# Video: Physics Past Exam • 2017/2018 • Pack 1 • Question 37

Physics Past Exam • 2017/2018 • Pack 1 • Question 37

02:38

### Video Transcript

A moving coil galvanometer has resistance 45 ohms. When the galvanometer is connected to a shunt resistor, the current passing through the galvanometer is one-tenth of the total circuit current. Find the value of the shunt resistor 𝑅 sub 𝑠.

Let’s start off by sketching out the scenario. At the outset, we have our galvanometer which is a device that measures current in line with our circuit. We’re told that overall the galvanometer has a resistance of 45 ohms. We then connect our galvanometer to a shunt resistor we can call 𝑅 sub 𝑠 set up in parallel with it.

To begin solving for 𝑅 sub 𝑠, lets consider how current might act as it enters this part of the circuit. because the galvanometer and the shunt resistor are set up in parallel, that means the current has two different branches it can travel through. If we call the total current moving through the circuit capital 𝐼, then we’re told in the problem statement that one-tenth of that total passes through the galvanometer branch.

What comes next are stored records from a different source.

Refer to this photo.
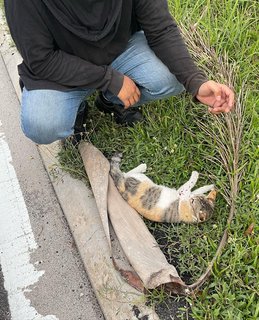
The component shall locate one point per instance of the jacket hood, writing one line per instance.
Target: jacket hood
(91, 20)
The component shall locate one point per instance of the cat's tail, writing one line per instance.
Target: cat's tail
(115, 171)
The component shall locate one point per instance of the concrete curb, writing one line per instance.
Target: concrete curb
(117, 299)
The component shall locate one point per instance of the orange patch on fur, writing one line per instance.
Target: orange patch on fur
(155, 214)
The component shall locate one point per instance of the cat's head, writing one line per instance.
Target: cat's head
(197, 208)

We can say then that 𝐼 divided by 10 follows this branch of the parallel circuit. And that must mean that nine-tenths multiplied by 𝐼, the total circuit current, moves through the shunt resistor branch.

Now that we know how current divides up over these two branches, let’s recall how the current in each branch relates to the resistance in the branch. This relationship is described by Ohm’s law, which tells us that the potential difference dropped across each of these two branches is equal to the current in each one multiplied by the resistance in each one.

In other words, the potential difference across the shunt resistor is equal to nine-tenths 𝐼 times the value of that resistor or the potential difference dropped across the galvanometer is equal to one-tenth 𝐼 times 𝑅 sub 𝐺.

Looking back at our sketch, we can recall one more helpful fact about the way that these parallel branches will behave. We know that the total voltage drop across each of these parallel branches must be the same. This tells us that 𝑉 sub 𝐺 is actually equal to 𝑉 sub 𝑠.

Knowing that fact about this circuit, we can set these two values equal to one another. We can write that nine-tenths 𝐼 times 𝑅 sub 𝑠 is equal to one-tenth 𝐼 times 𝑅 sub 𝐺. Looking at this equation, we see that the factor of 𝐼 divided by 10 is common to both sides and therefore cancels out. This leaves us with an expression nine times the value of the shunt resistance 𝑅 sub 𝑠 is equal to 𝑅 sub 𝐺.

But remember we know 𝑅 sub 𝐺; we’re given it in our problem statement. 𝑅 sub 𝑠 then, the value of the shunt resistor, is 45 ohms divided by nine or five ohms. Based on the circuits performance and the way it divides up current, this is the value of the shunt resistor.